Regular expression question -- exclude substring

dreamerbin · Nov 7, 2005

Hi,

I'm having trouble extracting substrings using regular expression. Here
is my problem:

Want to find the substring that is immediately before a given
substring. For example: from
"00 noise1 01 noise2 00 target 01 target_mark",
want to get
"00 target 01"
which is before
"target_mark".
My regular expression
"(00.*?01) target_mark"
will extract
"00 noise1 01 noise2 00 target 01".

I'm thinking that the solution to my problem might be to use a regular
expression to exclude the substring "target_mark", which will replace
the part of ".*" above. However, I don't know how to exclude a
substring. Can anyone help on this? Or maybe give another solution to
my problem? Thanks very much.

Kent Johnson · Nov 8, 2005

Hi,

I'm having trouble extracting substrings using regular expression. Here
is my problem:

Want to find the substring that is immediately before a given
substring. For example: from
"00 noise1 01 noise2 00 target 01 target_mark",
want to get
"00 target 01"
which is before
"target_mark".
My regular expression
"(00.*?01) target_mark"
will extract
"00 noise1 01 noise2 00 target 01".

If there is a character that can't appear in the bit between the numbers then use everything-but-that instead of . - for example if spaces can only appear as you show them, use
"(00 [^ ]* 01) target_mark" or
"(00 \S* 01) target_mark"

Kent

google · Nov 8, 2005

Ya, for some reason your non-greedy "?" doesn't seem to be taking.
This works:

re.sub('(.*)(00.*?01) target_mark', r'\2', your_string)

James Stroud · Nov 8, 2005

Ya, for some reason your non-greedy "?" doesn't seem to be taking.
This works:

re.sub('(.*)(00.*?01) target_mark', r'\2', your_string)

The non-greedy is actually acting as expected.
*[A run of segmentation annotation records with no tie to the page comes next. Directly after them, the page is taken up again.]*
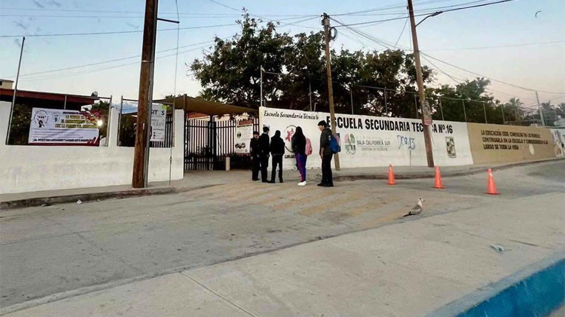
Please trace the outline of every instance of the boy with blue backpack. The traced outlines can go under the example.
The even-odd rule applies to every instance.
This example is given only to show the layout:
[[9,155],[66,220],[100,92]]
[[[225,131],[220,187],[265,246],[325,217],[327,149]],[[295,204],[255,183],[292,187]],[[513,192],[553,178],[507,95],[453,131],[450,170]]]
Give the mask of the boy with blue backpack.
[[332,130],[324,121],[318,122],[318,129],[321,131],[320,135],[320,157],[321,158],[321,182],[318,186],[333,187],[333,177],[332,175],[332,158],[333,155],[340,151],[339,143]]

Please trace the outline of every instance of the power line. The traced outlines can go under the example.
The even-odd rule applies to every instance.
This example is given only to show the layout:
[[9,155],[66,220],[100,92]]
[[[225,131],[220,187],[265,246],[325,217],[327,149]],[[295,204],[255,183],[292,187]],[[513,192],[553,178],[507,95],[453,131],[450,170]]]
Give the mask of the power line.
[[[516,0],[499,0],[499,1],[496,1],[496,2],[489,2],[488,3],[483,3],[483,4],[480,4],[480,5],[474,5],[474,6],[467,6],[467,7],[458,7],[458,8],[452,8],[452,9],[449,9],[449,10],[443,10],[443,12],[445,13],[445,12],[446,12],[455,11],[466,10],[466,9],[470,9],[470,8],[478,8],[478,7],[485,7],[485,6],[491,6],[492,5],[498,5],[499,3],[503,3],[505,2],[510,2],[511,1],[516,1]],[[414,15],[414,16],[424,16],[424,15],[428,15],[428,14],[429,14],[429,13],[423,13],[423,14],[421,14],[415,15]],[[349,24],[345,24],[345,25],[341,25],[341,27],[352,27],[352,26],[354,26],[354,25],[367,25],[367,24],[373,24],[377,23],[388,22],[389,21],[395,21],[395,20],[402,20],[402,19],[406,19],[406,17],[408,17],[407,16],[404,16],[404,17],[394,17],[394,18],[387,19],[385,19],[385,20],[377,20],[377,21],[366,21],[366,22],[359,22],[358,23],[350,23]],[[337,27],[340,27],[338,26],[338,27],[336,27],[337,28]]]
[[[181,28],[181,30],[194,30],[196,29],[207,29],[211,28],[220,28],[223,27],[233,27],[236,25],[234,23],[230,23],[229,24],[216,24],[214,25],[201,25],[199,27],[187,27],[186,28]],[[159,30],[159,32],[163,31],[176,31],[178,29],[162,29]],[[105,34],[127,34],[127,33],[138,33],[142,32],[143,30],[132,30],[132,31],[114,31],[110,32],[93,32],[93,33],[58,33],[58,34],[20,34],[20,35],[2,35],[0,37],[4,38],[10,38],[10,37],[21,37],[25,36],[28,37],[54,37],[54,36],[89,36],[89,35],[105,35]]]
[[546,44],[555,44],[557,43],[564,43],[565,40],[553,41],[550,42],[538,42],[536,43],[523,43],[521,44],[508,44],[507,45],[495,45],[493,46],[479,46],[478,47],[461,47],[459,49],[444,49],[441,50],[426,50],[426,51],[439,52],[444,51],[463,51],[470,50],[484,50],[486,49],[498,49],[501,47],[517,47],[520,46],[531,46],[533,45],[544,45]]
[[[228,38],[231,38],[231,37],[232,37],[231,36],[230,36],[230,37],[224,37],[224,38],[221,38],[221,39],[227,39]],[[203,45],[203,44],[211,43],[214,43],[214,40],[212,40],[212,41],[206,41],[206,42],[200,42],[200,43],[194,43],[194,44],[190,44],[189,45],[185,45],[184,46],[180,46],[179,47],[179,49],[185,49],[186,47],[193,47],[193,46],[195,46],[197,45]],[[198,47],[198,48],[200,48],[200,47]],[[168,52],[168,51],[174,51],[175,50],[176,50],[176,47],[172,48],[172,49],[167,49],[167,50],[161,50],[161,51],[158,51],[157,52],[157,53],[163,53],[163,52]],[[112,60],[105,60],[105,61],[99,61],[99,62],[97,62],[97,63],[90,63],[90,64],[84,64],[84,65],[77,65],[77,66],[72,66],[72,67],[66,67],[64,68],[59,68],[59,69],[51,69],[50,71],[43,71],[43,72],[36,72],[36,73],[29,73],[29,74],[24,74],[20,75],[20,77],[31,76],[34,76],[34,75],[47,74],[47,73],[55,73],[55,72],[62,72],[63,71],[69,71],[69,70],[71,70],[71,69],[77,69],[77,68],[82,68],[83,67],[88,67],[89,66],[95,66],[97,65],[102,65],[102,64],[108,64],[108,63],[114,63],[114,62],[115,62],[115,61],[122,61],[122,60],[128,60],[128,59],[131,59],[132,58],[140,58],[140,57],[141,57],[141,55],[132,56],[121,58],[119,58],[119,59],[112,59]],[[58,76],[58,75],[57,75],[57,76]],[[10,76],[10,77],[6,77],[6,78],[14,78],[15,77],[15,76]]]
[[436,60],[437,61],[439,61],[439,62],[441,62],[441,63],[443,63],[444,64],[445,64],[446,65],[448,65],[449,66],[451,66],[451,67],[454,67],[455,68],[457,68],[458,69],[460,69],[461,71],[463,71],[464,72],[466,72],[469,73],[470,74],[473,74],[473,75],[475,75],[476,76],[479,76],[479,77],[484,77],[484,78],[486,78],[486,79],[488,79],[489,80],[490,80],[490,81],[496,81],[497,82],[499,82],[500,83],[503,83],[505,85],[507,85],[508,86],[511,86],[512,87],[515,87],[516,88],[520,88],[520,89],[523,89],[524,90],[528,90],[529,91],[538,91],[538,92],[540,92],[540,93],[547,93],[547,94],[565,94],[565,93],[555,93],[555,91],[545,91],[544,90],[536,90],[536,89],[532,89],[531,88],[526,88],[525,87],[522,87],[521,86],[518,86],[517,85],[514,85],[513,83],[510,83],[506,82],[504,82],[504,81],[502,81],[496,80],[496,79],[494,79],[494,78],[492,78],[485,76],[484,75],[481,75],[480,74],[477,74],[477,73],[475,73],[473,72],[471,72],[471,71],[468,71],[467,69],[465,69],[464,68],[462,68],[461,67],[459,67],[459,66],[455,66],[455,65],[453,65],[453,64],[450,64],[450,63],[447,63],[446,61],[444,61],[441,60],[440,59],[437,59],[437,58],[434,58],[433,56],[430,56],[430,55],[429,55],[428,54],[424,54],[424,52],[420,52],[420,54],[421,55],[428,56],[428,58],[431,58],[431,59],[433,59],[434,60]]

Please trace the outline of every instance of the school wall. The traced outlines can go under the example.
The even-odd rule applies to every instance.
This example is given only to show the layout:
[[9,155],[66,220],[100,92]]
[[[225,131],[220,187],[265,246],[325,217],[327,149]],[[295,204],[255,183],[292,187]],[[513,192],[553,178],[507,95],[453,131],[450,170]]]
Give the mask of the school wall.
[[475,164],[504,164],[556,157],[549,129],[467,124]]
[[[107,147],[6,146],[10,103],[0,102],[0,193],[131,184],[133,148],[117,146],[112,109]],[[182,179],[184,111],[175,111],[172,179]],[[150,150],[149,181],[169,179],[171,148]]]
[[[294,156],[290,152],[290,137],[296,126],[302,127],[310,139],[313,155],[308,157],[308,168],[319,168],[320,158],[320,131],[318,123],[329,121],[329,114],[262,107],[259,120],[268,126],[271,135],[281,131],[286,144],[283,168],[292,169]],[[341,144],[340,162],[342,168],[388,166],[427,166],[421,121],[337,115],[337,131]],[[434,121],[432,126],[432,148],[435,163],[440,166],[473,164],[464,122]]]

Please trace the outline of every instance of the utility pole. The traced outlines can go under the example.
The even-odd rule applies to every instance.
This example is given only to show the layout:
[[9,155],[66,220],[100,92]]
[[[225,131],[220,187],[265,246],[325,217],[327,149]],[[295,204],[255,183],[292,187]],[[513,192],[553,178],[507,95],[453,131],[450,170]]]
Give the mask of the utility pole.
[[418,47],[418,38],[416,34],[416,21],[414,20],[414,10],[412,6],[412,0],[408,0],[408,13],[410,16],[412,42],[414,47],[414,61],[416,63],[416,79],[418,84],[420,107],[422,109],[422,124],[424,125],[424,142],[425,144],[426,158],[428,159],[428,167],[433,168],[434,164],[433,152],[432,150],[432,133],[430,131],[430,126],[432,125],[432,111],[429,108],[429,104],[425,100],[425,91],[424,91],[424,78],[422,75],[421,63],[420,61],[420,49]]
[[137,125],[136,127],[133,175],[132,179],[132,186],[134,188],[146,187],[147,183],[158,2],[159,0],[145,1],[145,19],[144,23],[141,70],[140,72],[137,104]]
[[545,126],[545,120],[544,118],[544,109],[541,107],[541,104],[540,103],[540,96],[537,94],[537,91],[536,91],[536,100],[537,100],[537,109],[540,111],[540,118],[541,119],[541,126]]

This is because non-greedy
operators are "forward looking", not "backward looking". So the non-greedy
finds the start of the first start-of-the-match it comes accross and then
finds the first occurrence of '01' that makes the complete match, otherwise
the greedy operator would match .* as much as it could, gobbling up all '01's
before the last because these match '.*'. For example:

py> rgx = re.compile(r"(00.*01) target_mark")
py> rgx.findall('00 noise1 01 noise2 00 target 01 target_mark 00 dowhat 01')
['00 noise1 01 noise2 00 target 01 target_mark 00 dowhat 01']
py> rgx = re.compile(r"(00.*?01) target_mark")
py> rgx.findall('00 noise1 01 noise2 00 target 01 target_mark 00 dowhat 01')
['00 noise1 01 noise2 00 target 01', '00 dowhat 01']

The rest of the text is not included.